Capote

Grade: A
As far as I’m concerned, Philip Seymour Hoffman has already won this year’s Academy Award. Message to the Academy: Nothing this year has even come close.
A family of four are brutally murdered on the plains of Kansas. Socialite/writer Truman Capote reads about the story in the New York Times and decides he must infiltrate the small town and write an article on the killings, which will ultimately become his groundbreaking non-fiction novel “In Cold Blood.” The tormented/tormenting existence of a megalomaniac unfolds. People are dead and it’s all about him. The town is in terrified mourning and it’s all about him. Two men are captured, jailed and tried for murder, and it’s all about him. Even as they face the hangman’s noose, it is still all about him. Hoffman is an astonishment. Not only does he capture the affectations of an iconic American figure – the voice, mannerisms, and comportment are freakily spot-on – but he finds the essence of a seriously flawed, desperately needy, intensely brilliant man.
Director Bennett Miller and screenwriter Dan Futterman have fashioned a film that lives up to the performance of its star. Instead of the formulaic cradle-to-grave biopic, by focusing on a brief period in the writer’s life we actually learn far more about him. The craven need to be the center of every party. The blazing, poetic, Herculean talent. The pathetically unquenchable hunger for adoration and approval born of a childhood of neglect and abandonment. The charmingly acerbic wit. The absolute inability to offer praise or support to anyone else in the room. The disarming humility. The pathological manipulating. The gay man dearly wanting his partner’s affection. The ability to believe his own bullshit until it becomes his own innermost truth.

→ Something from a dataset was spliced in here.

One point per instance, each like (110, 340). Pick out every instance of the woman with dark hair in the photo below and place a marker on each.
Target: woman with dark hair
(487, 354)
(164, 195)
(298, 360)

The profound pain and emanating sadness.
The full contradiction of a legend in his own time and mind.
As Capote is drawn slowly and inevitably into the tapestry of this true crime, he becomes the puppet-master of other people’s destinies, yet lacks any sense of self-awareness that would enable him to take control of his own. Clifton Collins Jr. creates genuine empathy as one of the convicts Capote becomes enamored by and kindred to, and we are caught off guard as the details behind the fateful night are revealed. Catherine Keener provides a moral compass as Nell Harper Lee, author of “To Kill a Mockingbird,” research assistant and friend to Capote, somehow managing to love him when he is utterly unable to love himself. Miller captures a time and place of Americana, from the wide open spaces of Kansas to the cigarette-filled rooms of NYC. Capote – the man and the film – firmly plant their feet in the heart and spirit of both these places. As Capote says of his relationship to a killer, “It’s as if we were raised in the same house. I walked out the front. He walked out the back.”
For anyone seeking a better understanding of what made the biopic “Ray” such an unrelentingly cliché ridden piece of garbage, “Capote” is a film that will explain all by comparison. It is a film that truly reveals a man’s soul.